This morning I woke up to alerts from the unifi cloudkey telling me one of my wifi access points was disconnected. This was odd as this Access Point (AP) had been up and running fine ever since it had been configured.
I thought it might be a cable issue but then noticed that I could ping and SSH into it so it couldn't be a cable problem.
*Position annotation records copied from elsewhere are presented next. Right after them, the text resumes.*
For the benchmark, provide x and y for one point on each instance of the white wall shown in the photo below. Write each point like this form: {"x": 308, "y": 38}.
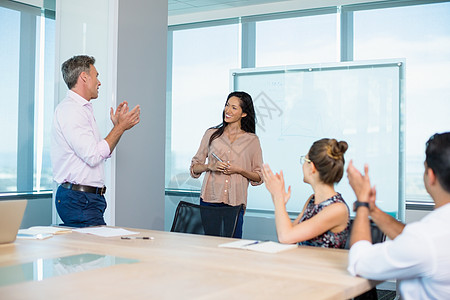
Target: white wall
{"x": 128, "y": 38}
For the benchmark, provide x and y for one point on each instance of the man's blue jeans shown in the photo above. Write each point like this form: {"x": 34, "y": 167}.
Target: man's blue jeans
{"x": 240, "y": 222}
{"x": 80, "y": 209}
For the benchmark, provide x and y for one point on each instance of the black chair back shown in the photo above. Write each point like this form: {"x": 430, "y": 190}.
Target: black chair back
{"x": 206, "y": 220}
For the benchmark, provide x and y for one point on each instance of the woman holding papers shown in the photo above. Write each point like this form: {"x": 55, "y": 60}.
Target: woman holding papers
{"x": 324, "y": 220}
{"x": 234, "y": 157}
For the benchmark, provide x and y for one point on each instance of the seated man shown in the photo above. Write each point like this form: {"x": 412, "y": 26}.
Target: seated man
{"x": 418, "y": 254}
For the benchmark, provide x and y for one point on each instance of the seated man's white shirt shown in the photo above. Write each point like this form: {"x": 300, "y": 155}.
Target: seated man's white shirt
{"x": 419, "y": 258}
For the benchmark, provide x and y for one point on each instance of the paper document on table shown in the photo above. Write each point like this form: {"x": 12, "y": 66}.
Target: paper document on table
{"x": 45, "y": 230}
{"x": 260, "y": 246}
{"x": 105, "y": 231}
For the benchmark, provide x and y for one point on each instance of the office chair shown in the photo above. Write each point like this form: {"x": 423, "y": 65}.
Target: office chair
{"x": 377, "y": 237}
{"x": 206, "y": 220}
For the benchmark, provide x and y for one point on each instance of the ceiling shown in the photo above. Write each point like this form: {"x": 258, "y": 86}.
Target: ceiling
{"x": 179, "y": 7}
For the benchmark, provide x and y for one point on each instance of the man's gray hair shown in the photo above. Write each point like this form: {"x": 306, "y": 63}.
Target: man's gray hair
{"x": 73, "y": 67}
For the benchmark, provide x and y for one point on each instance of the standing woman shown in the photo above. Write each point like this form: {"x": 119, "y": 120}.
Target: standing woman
{"x": 324, "y": 220}
{"x": 234, "y": 157}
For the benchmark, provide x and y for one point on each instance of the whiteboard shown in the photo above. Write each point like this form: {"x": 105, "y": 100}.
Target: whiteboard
{"x": 358, "y": 102}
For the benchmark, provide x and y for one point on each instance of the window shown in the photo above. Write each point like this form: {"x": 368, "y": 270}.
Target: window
{"x": 27, "y": 54}
{"x": 421, "y": 34}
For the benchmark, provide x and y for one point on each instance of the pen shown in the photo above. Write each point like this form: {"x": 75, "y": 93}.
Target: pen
{"x": 218, "y": 158}
{"x": 137, "y": 237}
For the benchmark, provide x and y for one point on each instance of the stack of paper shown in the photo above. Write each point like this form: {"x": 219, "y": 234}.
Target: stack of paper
{"x": 260, "y": 246}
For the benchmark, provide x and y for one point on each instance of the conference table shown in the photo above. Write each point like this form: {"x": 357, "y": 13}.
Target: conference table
{"x": 169, "y": 266}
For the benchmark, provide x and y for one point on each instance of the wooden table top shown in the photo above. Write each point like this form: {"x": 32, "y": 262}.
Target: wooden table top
{"x": 182, "y": 266}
As this AP is connected to another AP (for cabling convenience) I rebooted that one and it came back up on the controller.
However, this was short-lived and it went back to being disconnected soon after.
Warning: Before getting into the details, if you try any of these steps please do so at your own risk. Messing with the internals of your networking gear could cause further issues if you make a mistake.
Investigating the AP
To investigate further, I ssh'd into the AP. To do this you can use the credentials for devices found under "Settings -> Site -> Device Authentication" for the old UI and "System Settings -> Device SSH Authentication" in the new UI.
This also works with an SSH key if you'd already set one up.
One logged in I looked at the logs using tail -f /var/log/messages
and found a lot of this, but that wasn't that useful
Wed Mar 24 14:55:21 2021 kern.warn kernel: [2807500.987781] osif_vap_init: Timeout waiting for vap to stop...continuing
Wed Mar 24 14:55:23 2021 user.err : mca-monitor[25605]: mca-proto.service(): Failed sending request to '/tmp/.mcad' - 'Connection refused'
Wed Mar 24 14:55:23 2021 user.info : mca-monitor[25605]: mca-monitor.do_monitor(): mcad.checkin is 588 ago (max=200)
Wed Mar 24 14:55:23 2021 user.notice syswrapper: kill-mcad. reason: mcad not responding
But it wasn't clear what was happening.
Looking at the controller web interface the AP seemed to be trying to be adopted but kept failing.
Another oddity was the info
command from the AP SSH session wasn't responding.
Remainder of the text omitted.